A mechanism in which foveal traction due to an epiretinal membrane causes central-peripheral alignment conflict.
Partial detachment of the vitreous cortex causes traction on the macula, leading to retinal thickening, distortion, cystoid changes, and macular displacement. White fibrous epiretinal membranes are more likely to cause symptoms than thin transparent types. OCT evaluation of the presence and degree of foveal traction is important for diagnosis.
Mechanisms of convergence insufficiency and divergence insufficiency
Convergence insufficiency: Lesions in the cerebral cortex, rostral midbrain, superior colliculus, and cerebellum cause supranuclear damage to the accommodative pathway, leading to accommodative paralysis and secondary convergence insufficiency. It can also occur with dorsal midbrain lesions.
Divergence insufficiency: The neural mechanism of divergence is not fully understood. Associations with lesions in the periaqueductal gray matter, near the abducens nucleus, and the medulla oblongata have been reported, but many cases are of unknown cause.

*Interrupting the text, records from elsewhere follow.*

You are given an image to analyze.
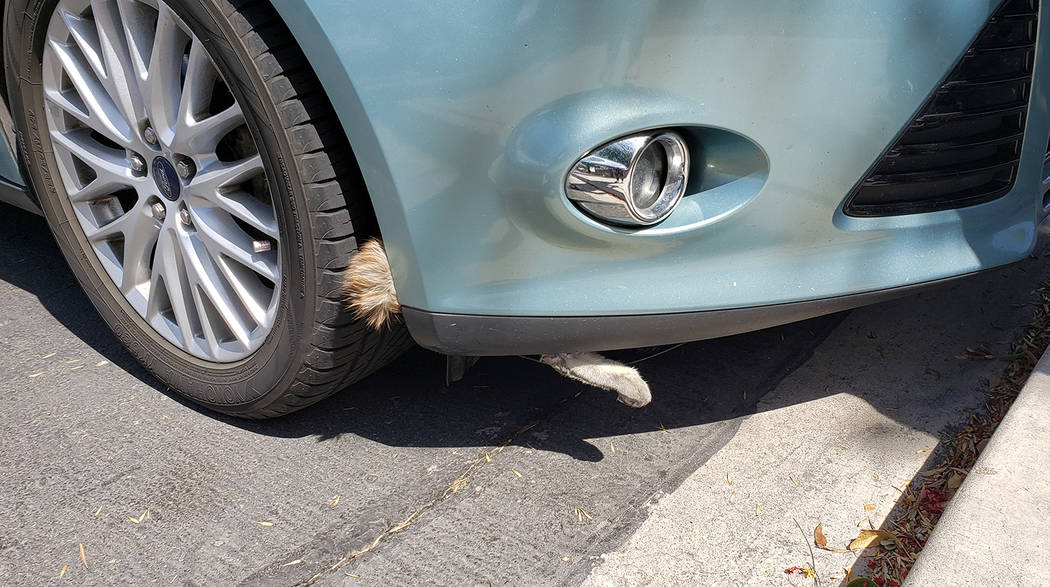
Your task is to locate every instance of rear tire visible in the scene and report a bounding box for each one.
[4,0,412,418]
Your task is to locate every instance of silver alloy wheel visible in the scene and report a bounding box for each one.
[43,0,281,362]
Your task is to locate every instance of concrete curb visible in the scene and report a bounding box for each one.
[905,351,1050,586]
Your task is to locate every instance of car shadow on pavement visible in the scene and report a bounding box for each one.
[0,201,1024,468]
[0,201,841,461]
[0,206,165,391]
[223,316,840,461]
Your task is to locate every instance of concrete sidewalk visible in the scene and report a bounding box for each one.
[906,352,1050,585]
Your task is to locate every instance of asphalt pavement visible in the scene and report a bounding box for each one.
[0,204,1047,585]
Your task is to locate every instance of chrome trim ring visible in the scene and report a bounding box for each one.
[42,0,281,362]
[565,132,689,227]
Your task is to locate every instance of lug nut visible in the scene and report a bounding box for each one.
[129,153,146,175]
[175,159,196,180]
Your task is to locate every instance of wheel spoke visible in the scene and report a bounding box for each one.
[50,129,135,202]
[144,4,188,145]
[193,208,279,282]
[179,229,251,347]
[45,40,131,145]
[172,104,245,153]
[146,229,200,347]
[91,0,146,136]
[188,154,263,193]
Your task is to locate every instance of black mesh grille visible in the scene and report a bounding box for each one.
[845,0,1038,216]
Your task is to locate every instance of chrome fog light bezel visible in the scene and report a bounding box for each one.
[565,131,689,227]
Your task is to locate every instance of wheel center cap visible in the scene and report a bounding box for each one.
[152,156,183,202]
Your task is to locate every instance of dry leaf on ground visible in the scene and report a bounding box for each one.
[849,530,901,552]
[813,524,848,552]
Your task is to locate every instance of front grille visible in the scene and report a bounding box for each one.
[844,0,1038,216]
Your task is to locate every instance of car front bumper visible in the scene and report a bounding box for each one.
[277,0,1050,354]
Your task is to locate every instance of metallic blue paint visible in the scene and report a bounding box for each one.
[274,0,1050,316]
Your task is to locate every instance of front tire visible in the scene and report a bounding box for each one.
[4,0,411,418]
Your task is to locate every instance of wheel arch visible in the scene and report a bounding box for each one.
[264,0,422,308]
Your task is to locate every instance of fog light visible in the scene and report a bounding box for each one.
[565,132,689,226]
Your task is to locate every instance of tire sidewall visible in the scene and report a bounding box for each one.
[4,0,316,414]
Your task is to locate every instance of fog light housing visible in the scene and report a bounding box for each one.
[565,131,689,227]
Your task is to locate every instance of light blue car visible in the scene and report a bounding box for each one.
[0,0,1050,418]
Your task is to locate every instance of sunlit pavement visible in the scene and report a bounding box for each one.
[0,205,1047,585]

Aniseikonia: Compression of photoreceptors by an epiretinal membrane causes micropsia, while stretching causes macropsia, making fusion difficult due to differences in image size between the two eyes.
Fusion fear: Due to acquired disruption of central fusion, the patient becomes unable to fuse or suppress images. Despite normal eye alignment, they perceive diplopia in all directions of gaze.
7. Latest research and future prospects (research-stage reports)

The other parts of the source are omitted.